Despite the uncertainty surrounding Australia's slow bowling stocks, they still have an extremely strong batting line-up headed by the brilliant Ricky Ponting and the belligerent Matthew Hayden. They were still going to post decent scores but, only supported by an unbalanced attack, they could expect to endure a few more losses and a lot more draws.
Then Jason Krejza made a belated but telling appearance in the series and suddenly the Australian attack appeared a lot better balanced. When looking at the prospects of a team, the first thing to evaluate is the attack; a team will not win consistently without a strong and balanced bowling quartet.
This is why India's future, despite an aging middle-order, appeared much rosier than Australia throughout the series. They have the ideal balance in attack; a left-arm pace bowler who swings the ball, a thoughtful, tall right-armer with pace and bounce, followed by a successful off-spinner and a budding leg-spinner.
There appears to be depth in both pace and spin but India's flaw, and it has been with them for a long time, is the failure to produce a top-class all-rounder. Apart from that headache the big question for India is one of timing; is the great batting era passing just as the attack is reaching full potency?
There are signs that India have some viable replacement batting options. In Virender Sehwag and Gautam Gambhir they have a dynamic opening combination that should be around for some time. The promising debut of Murali Vijay should give confidence that there's a replacement opener on call for any emergency. He also looked like he could easily fill a top order batting slot, particularly at No. 3 where Rahul Dravid is now struggling.
Then there's Rohit Sharma who was impressive in both technique and temperament when he toured Australia. He's now turning potential into consistent runs at the first-class level and the way is now open to blood him in the Test side with Sourav Ganguly retiring.

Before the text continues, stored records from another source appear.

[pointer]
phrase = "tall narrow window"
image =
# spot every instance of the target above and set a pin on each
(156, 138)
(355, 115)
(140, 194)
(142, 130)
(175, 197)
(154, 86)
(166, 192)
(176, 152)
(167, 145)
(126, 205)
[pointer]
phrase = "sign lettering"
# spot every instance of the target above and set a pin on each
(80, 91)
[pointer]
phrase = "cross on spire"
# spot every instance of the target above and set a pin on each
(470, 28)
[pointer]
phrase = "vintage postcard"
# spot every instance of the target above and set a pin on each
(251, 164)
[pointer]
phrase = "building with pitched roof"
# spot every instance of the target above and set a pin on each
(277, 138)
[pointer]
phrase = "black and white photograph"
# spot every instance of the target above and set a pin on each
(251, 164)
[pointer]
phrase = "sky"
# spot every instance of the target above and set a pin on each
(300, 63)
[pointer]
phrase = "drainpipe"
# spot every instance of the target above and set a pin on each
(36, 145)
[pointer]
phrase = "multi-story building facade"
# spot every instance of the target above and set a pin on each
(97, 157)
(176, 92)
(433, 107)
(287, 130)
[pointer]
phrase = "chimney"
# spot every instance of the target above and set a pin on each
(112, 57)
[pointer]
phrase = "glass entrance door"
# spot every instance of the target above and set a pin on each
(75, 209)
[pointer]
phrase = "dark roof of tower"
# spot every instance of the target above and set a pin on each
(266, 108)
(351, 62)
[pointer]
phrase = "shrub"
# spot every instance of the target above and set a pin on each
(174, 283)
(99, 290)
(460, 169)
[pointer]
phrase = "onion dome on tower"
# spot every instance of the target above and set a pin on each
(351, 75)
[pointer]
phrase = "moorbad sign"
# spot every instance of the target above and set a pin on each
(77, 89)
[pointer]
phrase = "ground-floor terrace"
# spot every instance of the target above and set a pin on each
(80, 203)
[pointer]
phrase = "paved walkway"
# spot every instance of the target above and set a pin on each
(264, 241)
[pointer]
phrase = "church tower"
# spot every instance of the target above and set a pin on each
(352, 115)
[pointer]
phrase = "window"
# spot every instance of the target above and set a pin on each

With Sachin Tendulkar and VVS Laxman still displaying good form, they should be around for a while to guide the younger players.
The one area of concern for the Indian selectors is to find young players who can both bat and field. At crucial times in the current series India had the chance to put Australia away but didn't because of sloppy fielding. No team can expect to dominate without good catching to back strong bowling.
So are these two teams, who have provided world cricket with rare tense Test matches it desperately needs, heading in opposite directions?
There are a couple of things you know about Australian cricket; they will continue to bat well and their out cricket (fielding and running between wickets) is generally of a high standard and they will always play hard for the full five days. A depleted attack will see their winning percentage drop considerably.
Unless India address their flaws in the field and the lack of an all-rounder they will continue to play slightly below the potential of a team with a potent attack.
These aspects will also stop India supplanting Australia as the dominant number one but the rivalry should still be ongoing and extremely intense.